Nun wurde das Unterteil gefertigt. Bild 2 zeigt den Zündkabelstecker 124 und 125 aus der nächsten Baugruppe. Den hatte ich angefangen, weil ich mit dem Teil 87 nicht zurecht kam. Es war deutlich zu groß, um es auf die Rückseite von 86 zu kleben. Dann der Gedankenblitz, den überstehenden Rand nach dem Kleben einfach abzuschneiden. Das war wohl auch so gedacht, denn nun ging es Schlag auf Schlag weiter. Die Abdeckung des Magnetantriebs 96 hatte ich vorher an den vier gezeichneten Dellen etwas herausgedrückt. Der Zusammenbau dieser Baugruppe ging dann gut von der Hand. Im nächsten Schritt wurden dann das Motor-Unterteil mit dem Zylinder verbunden, sowie die Muttern für die Halterung angebracht.
Die Kleinteile
Hier wollte ich mit dem Vergaser beginnen, hatte die ersten Teile schon geschnitten und gerollt und kam dann nicht weiter. Die englischsprachige Anleitung, die ich zunächst in ein editierbares Format umwandeln musste, um es dann online übersetzen zu lassen, brachte mich schier um den Verstand. Auch eiskalte Logik schien mich nicht weiterzubringen, weil der Verstand bereits ausgesetzt hatte. So nahm ich erstmal das nächste Bauteil in Angriff. Das Magnetgehäuse für die Magnetzündung. Da es mir unmöglich war die zwei auf 1mm verstärkten äußeren und mittleren Teile 134 und 135 "D-förmig" zu rollen, entschloss ich mich einen Trick anzuwenden. Ich rollte Papier auf den notwendigen Durchmesser und teilte ihn in zwei Hälften. Danach wurden die Seitenteile gefertigt und die Spule innen und außen tapeziert. Nun wurde das Gehäuse 123 bis 133 ausgeschnitten und zusammengesetzt. Dabei kam mir das bereits gefertigte Teil 124/125 gut zu pass. Dann konnte die Magnetspule darüber geschoben werden und die Baugruppe war fertig.

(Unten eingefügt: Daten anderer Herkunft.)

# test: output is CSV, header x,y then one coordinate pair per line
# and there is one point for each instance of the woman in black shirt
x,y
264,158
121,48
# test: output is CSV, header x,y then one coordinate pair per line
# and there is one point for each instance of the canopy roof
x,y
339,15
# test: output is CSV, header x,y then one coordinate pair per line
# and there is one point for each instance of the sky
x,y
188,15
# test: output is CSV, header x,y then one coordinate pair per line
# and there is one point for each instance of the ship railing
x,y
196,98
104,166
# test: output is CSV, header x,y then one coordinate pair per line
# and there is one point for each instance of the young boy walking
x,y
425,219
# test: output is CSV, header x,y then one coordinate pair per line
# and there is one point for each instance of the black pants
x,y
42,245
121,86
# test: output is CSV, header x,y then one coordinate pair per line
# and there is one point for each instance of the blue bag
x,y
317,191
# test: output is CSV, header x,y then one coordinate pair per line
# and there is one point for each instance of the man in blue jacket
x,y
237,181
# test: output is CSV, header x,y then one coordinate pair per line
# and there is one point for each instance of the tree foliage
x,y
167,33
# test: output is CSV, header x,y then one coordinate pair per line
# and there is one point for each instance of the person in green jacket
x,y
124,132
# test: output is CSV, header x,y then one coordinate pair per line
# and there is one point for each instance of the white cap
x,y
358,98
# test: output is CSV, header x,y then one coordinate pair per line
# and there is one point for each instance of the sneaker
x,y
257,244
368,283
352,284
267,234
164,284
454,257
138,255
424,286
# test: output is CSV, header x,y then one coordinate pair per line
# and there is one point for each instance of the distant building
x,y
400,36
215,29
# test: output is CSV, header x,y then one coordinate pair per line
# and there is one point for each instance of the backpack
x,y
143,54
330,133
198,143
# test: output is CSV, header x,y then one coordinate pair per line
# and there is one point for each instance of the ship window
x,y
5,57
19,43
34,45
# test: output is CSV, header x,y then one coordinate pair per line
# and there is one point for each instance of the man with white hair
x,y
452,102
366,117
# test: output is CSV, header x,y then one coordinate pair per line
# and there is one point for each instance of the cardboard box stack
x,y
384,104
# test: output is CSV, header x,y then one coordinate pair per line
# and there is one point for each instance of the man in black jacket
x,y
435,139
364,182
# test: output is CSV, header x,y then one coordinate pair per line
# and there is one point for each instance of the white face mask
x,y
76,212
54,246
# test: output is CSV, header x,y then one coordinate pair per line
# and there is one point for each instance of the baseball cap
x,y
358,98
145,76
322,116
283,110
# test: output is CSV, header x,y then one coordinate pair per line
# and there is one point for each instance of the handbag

Inzwischen bin ich gedanklich auch mit dem Vergaser klar gekommen, aber das soll erst das nächste mal Thema werden.
Harley-Davidson Museum
Das in Emmerich beheimatete "Wanni`s Harley-Davidson Museum" hat eine vorzüglich restaurierte HD 5D im Display: Das 5erD Modell von 1909 gilt als Harley`s erste V-Twin Maschine und ist quasi der unmittelbare Vorgänger von Reimhard`s hier im Bau befindlicher HD-7: Die 7ner galt als Harley`s Einstieg in den Rennsport.